Lernen durch (aufgeschobene) Imitation von Handlungen: Bereits 6 Monate alte Kinder imitieren eine beobachtete Handlung (z.B. bei einer Spielzeugente einen Knopf drücken, damit diese quakt), sofern sie unmittelbar nach der Beobachtung getestet werden (Herbert et al. 2006). Aber erst ab 9 Monaten imitieren Kinder Handlungen, die sie beobachtet haben, (z.B. ein Spielzeug manipulieren oder einen Knopf drücken) noch 24 Stunden später, obwohl sie die jeweilige Handlung unmittelbar nach der Beobachtung nicht imitieren konnten (deferred imitation). Die älteren Kinder erinnern sich noch nach mehreren Wochen daran (Meltzoff 1985, 1988).
aktives Erinnern
Aktives Erinnern (engl.: recall) zeigt sich insbesondere auch im Zusammenhang mit der Sprachentwicklung: Eineinhalbjährige wiederholen intentional Wörter und kurze Sätze, die ihnen vorgesprochen werden (→ Kap. 3.2).
Bilden von Assoziationen
Die einfachste Form des Lernens besteht nach bisheriger Ansicht beim Säugling in der Bildung von Assoziationen zwischen physikalisch simultan vorhandenen Phänomenen (vgl. klassische Konditionierung).
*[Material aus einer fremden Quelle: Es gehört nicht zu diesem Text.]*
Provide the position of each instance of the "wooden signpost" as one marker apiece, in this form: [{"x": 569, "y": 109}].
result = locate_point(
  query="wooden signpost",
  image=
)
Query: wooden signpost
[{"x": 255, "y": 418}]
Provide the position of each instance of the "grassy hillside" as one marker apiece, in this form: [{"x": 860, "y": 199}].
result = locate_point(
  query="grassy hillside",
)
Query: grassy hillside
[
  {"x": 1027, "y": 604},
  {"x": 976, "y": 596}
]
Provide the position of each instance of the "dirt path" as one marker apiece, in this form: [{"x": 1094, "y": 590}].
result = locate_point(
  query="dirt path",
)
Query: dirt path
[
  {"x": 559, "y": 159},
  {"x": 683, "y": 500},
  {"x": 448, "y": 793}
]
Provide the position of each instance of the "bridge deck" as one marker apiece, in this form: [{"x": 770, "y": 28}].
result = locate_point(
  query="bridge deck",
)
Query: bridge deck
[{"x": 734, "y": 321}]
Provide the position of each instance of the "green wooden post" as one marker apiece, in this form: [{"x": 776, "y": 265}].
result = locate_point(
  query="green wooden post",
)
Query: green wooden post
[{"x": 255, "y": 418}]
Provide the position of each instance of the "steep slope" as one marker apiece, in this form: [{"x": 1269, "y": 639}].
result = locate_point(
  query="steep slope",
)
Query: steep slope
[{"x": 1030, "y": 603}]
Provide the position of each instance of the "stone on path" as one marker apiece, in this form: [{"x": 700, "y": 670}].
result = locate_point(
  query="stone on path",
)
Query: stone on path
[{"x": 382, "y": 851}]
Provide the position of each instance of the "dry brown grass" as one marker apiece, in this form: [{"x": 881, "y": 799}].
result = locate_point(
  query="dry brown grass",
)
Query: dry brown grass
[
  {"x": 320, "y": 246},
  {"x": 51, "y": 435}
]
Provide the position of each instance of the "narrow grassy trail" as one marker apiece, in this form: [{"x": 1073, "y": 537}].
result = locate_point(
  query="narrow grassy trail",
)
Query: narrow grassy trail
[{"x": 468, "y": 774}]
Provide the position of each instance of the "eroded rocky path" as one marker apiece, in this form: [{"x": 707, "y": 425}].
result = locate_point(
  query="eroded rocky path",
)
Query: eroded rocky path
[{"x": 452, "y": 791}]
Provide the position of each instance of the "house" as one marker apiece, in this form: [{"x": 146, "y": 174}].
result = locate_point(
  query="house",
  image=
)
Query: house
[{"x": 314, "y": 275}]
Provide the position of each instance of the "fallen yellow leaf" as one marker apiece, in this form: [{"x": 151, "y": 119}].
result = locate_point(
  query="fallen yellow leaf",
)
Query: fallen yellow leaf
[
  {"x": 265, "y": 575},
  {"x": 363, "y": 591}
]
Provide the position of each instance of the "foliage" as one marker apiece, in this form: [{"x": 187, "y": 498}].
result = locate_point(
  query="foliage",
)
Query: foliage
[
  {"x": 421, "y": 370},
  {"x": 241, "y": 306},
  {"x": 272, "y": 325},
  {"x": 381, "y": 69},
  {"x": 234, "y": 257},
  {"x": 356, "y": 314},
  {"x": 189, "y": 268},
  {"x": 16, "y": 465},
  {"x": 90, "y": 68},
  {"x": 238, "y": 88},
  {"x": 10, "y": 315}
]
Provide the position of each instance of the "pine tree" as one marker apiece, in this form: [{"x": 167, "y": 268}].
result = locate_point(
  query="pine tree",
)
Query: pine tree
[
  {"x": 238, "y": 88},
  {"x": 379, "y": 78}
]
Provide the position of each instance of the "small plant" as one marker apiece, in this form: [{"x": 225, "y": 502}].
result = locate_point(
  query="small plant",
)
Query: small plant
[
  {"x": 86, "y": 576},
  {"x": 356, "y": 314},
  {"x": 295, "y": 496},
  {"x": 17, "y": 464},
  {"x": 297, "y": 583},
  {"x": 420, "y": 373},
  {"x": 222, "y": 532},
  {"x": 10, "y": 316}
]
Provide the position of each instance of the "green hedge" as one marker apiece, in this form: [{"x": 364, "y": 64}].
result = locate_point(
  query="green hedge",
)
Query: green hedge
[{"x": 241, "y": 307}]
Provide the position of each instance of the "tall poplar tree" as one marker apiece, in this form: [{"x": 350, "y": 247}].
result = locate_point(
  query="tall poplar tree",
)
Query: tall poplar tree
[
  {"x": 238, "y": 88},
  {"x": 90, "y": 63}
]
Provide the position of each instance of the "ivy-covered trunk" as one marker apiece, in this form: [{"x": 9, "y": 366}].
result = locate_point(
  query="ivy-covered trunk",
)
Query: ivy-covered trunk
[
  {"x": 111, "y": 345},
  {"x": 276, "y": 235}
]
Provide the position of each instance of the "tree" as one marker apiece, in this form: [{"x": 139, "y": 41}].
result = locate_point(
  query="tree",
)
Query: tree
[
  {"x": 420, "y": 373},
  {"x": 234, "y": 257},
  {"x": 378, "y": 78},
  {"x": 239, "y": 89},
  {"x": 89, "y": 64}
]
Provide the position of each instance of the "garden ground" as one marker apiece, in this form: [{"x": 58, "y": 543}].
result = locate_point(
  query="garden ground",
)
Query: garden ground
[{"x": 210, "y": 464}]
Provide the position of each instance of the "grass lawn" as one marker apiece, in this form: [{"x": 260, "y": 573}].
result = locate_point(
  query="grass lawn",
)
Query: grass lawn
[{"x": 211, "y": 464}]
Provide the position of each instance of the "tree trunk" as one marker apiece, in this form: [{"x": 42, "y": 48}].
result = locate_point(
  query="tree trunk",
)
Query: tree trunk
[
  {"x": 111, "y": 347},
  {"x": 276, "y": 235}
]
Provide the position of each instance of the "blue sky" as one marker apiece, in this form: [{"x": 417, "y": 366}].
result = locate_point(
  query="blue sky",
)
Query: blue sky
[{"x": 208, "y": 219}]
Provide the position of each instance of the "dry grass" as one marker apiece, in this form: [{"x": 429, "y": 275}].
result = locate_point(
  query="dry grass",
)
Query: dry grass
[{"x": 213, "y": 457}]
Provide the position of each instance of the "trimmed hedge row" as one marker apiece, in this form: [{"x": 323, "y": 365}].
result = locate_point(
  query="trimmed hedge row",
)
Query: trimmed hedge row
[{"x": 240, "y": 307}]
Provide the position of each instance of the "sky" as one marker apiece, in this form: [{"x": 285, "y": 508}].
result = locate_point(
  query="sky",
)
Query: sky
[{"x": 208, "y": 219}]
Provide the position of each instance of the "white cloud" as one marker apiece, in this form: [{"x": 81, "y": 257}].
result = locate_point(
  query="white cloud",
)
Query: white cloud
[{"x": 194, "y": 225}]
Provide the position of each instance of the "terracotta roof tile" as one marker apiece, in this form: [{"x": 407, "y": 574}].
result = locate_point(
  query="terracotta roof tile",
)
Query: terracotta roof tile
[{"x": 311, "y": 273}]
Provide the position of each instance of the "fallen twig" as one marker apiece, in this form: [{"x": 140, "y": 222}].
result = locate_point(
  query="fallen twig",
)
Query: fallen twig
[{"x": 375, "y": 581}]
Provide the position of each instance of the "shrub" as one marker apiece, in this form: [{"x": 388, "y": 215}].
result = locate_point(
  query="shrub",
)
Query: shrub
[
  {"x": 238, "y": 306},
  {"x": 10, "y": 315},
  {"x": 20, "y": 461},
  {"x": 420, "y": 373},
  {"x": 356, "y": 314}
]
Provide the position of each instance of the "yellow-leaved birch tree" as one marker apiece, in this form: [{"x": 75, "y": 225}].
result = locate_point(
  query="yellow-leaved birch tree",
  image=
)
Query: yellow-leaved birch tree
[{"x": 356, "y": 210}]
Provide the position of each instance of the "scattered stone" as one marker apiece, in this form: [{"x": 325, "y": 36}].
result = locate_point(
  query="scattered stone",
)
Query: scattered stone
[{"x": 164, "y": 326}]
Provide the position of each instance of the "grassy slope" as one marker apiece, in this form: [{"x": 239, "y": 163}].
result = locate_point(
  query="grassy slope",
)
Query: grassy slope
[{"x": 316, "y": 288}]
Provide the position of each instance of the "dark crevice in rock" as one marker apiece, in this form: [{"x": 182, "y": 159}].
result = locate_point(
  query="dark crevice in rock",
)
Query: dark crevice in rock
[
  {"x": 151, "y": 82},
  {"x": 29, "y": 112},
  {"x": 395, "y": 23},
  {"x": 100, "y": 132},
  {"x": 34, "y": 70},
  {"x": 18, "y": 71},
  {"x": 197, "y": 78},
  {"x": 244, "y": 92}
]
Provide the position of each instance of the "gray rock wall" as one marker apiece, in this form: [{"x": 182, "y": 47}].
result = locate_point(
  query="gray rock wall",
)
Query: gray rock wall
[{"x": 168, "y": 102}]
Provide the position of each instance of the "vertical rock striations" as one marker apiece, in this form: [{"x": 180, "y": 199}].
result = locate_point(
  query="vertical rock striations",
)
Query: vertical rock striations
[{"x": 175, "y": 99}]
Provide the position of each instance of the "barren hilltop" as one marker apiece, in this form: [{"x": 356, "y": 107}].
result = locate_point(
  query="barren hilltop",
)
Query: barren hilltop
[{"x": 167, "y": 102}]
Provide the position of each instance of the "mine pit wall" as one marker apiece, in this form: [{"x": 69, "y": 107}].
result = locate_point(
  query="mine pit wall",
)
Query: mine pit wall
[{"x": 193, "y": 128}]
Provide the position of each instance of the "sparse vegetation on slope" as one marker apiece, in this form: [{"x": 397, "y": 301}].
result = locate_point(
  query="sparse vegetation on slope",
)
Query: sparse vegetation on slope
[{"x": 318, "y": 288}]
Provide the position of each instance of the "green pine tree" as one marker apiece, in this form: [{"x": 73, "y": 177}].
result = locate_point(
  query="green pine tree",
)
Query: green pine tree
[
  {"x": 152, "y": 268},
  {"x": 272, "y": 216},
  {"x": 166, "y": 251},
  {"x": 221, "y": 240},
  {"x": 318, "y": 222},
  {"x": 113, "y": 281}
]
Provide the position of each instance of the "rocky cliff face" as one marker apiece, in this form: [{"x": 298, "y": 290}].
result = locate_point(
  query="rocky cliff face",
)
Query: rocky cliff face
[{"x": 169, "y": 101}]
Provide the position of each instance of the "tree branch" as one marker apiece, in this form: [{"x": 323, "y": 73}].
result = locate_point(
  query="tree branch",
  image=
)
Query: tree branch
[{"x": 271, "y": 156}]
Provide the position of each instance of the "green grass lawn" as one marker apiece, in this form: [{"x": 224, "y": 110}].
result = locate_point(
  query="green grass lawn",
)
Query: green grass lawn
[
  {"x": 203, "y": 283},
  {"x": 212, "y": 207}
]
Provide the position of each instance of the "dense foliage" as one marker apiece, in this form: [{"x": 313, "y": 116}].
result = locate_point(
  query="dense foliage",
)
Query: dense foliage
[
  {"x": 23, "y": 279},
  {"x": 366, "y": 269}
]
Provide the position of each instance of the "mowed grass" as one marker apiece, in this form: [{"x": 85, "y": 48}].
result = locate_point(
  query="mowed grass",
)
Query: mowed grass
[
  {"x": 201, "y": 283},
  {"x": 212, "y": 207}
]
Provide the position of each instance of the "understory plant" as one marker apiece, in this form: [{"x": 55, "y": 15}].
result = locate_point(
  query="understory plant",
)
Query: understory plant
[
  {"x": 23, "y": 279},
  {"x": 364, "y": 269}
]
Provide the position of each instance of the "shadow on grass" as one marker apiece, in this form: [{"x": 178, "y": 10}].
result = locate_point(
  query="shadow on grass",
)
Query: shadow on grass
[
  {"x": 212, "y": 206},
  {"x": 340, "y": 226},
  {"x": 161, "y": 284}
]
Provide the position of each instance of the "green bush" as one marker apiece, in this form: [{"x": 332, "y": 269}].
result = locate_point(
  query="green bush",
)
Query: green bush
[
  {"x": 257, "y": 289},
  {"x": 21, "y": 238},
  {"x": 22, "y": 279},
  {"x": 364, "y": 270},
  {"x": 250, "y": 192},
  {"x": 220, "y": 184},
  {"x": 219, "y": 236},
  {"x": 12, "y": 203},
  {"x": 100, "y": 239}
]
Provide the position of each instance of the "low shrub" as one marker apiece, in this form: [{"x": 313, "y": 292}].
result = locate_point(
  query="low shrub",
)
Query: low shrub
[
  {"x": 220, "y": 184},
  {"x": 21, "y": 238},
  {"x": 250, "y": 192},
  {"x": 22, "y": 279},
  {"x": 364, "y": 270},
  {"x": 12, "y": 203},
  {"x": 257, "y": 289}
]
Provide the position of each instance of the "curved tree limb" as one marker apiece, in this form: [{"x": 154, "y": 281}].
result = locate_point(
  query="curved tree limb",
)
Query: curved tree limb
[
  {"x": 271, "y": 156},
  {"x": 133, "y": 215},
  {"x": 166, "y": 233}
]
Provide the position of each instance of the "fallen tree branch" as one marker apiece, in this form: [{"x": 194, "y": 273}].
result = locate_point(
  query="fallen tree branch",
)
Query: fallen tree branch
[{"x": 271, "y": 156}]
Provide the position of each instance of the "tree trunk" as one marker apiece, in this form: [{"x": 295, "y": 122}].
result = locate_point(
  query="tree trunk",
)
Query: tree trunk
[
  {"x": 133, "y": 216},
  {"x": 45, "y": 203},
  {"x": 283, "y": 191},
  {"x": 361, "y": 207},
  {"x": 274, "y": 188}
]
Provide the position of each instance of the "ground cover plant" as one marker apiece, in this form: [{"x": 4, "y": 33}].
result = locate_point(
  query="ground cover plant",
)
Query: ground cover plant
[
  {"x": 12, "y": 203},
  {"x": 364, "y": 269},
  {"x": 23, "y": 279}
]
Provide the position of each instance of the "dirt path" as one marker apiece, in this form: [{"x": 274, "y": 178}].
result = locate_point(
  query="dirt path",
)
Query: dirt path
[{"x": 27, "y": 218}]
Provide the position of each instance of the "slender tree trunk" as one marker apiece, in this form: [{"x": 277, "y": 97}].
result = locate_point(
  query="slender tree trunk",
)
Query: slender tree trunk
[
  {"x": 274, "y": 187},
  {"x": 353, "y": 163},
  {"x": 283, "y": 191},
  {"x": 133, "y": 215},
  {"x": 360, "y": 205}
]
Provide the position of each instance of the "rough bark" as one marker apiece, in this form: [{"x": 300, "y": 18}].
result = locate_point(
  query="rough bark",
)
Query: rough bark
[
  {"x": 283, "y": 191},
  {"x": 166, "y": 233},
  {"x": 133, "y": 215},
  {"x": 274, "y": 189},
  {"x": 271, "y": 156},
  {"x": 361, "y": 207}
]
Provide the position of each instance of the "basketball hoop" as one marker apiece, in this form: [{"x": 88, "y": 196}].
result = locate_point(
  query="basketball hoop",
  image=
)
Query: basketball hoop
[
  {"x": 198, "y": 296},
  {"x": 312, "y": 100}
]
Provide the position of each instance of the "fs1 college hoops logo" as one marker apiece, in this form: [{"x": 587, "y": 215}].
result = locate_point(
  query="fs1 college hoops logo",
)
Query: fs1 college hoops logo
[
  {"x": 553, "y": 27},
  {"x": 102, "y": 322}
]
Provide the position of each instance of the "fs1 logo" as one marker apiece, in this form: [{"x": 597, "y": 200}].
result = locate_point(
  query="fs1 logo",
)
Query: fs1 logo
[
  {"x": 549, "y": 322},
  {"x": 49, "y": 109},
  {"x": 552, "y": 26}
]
Eine neuere Studie zeigt auf, dass wahrscheinlich bereits 6 Monate alte Säuglinge Objekte assoziieren, die nicht unmittelbar gleichzeitig wahrnehmbar sind (Cuevas et al. 2006).
Definition
Das autobiografische Gedächtnis ist ein eigenes, sich dynamisch ab dem 3. Lebensjahr entwickelndes emergentes System. Es bezieht sich auf vergangene eigene Erlebnisse (Episoden), die explizit unter der speziellen Perspektive des Selbst in Beziehung zu anderen Personen erinnert werden (Nelson/Fivush 2004).
früheste autobiografische Erinnerungen
Das autobiografische Gedächtnis setzt erst gegen Ende des 2. Lebensjahres und vermehrt im 3. Lebensjahr ein (Nelson/Fivush 2004). Solche Erinnerungen konnten für besonders einschneidende Erlebnisse, z.B. eines medizinischen Notfalls, festgestellt werden (Peterson/Bell 1996; Peterson/Whalen 2001). Offensichtlich ist Sprache als Träger der Erinnerungen entscheidend: Kinder erinnerten nur Inhalte, die sie zum Zeitpunkt des Ereignisses bereits sprachlich benennen konnten, also mit ihrem Wortschatz ausdrücken konnten.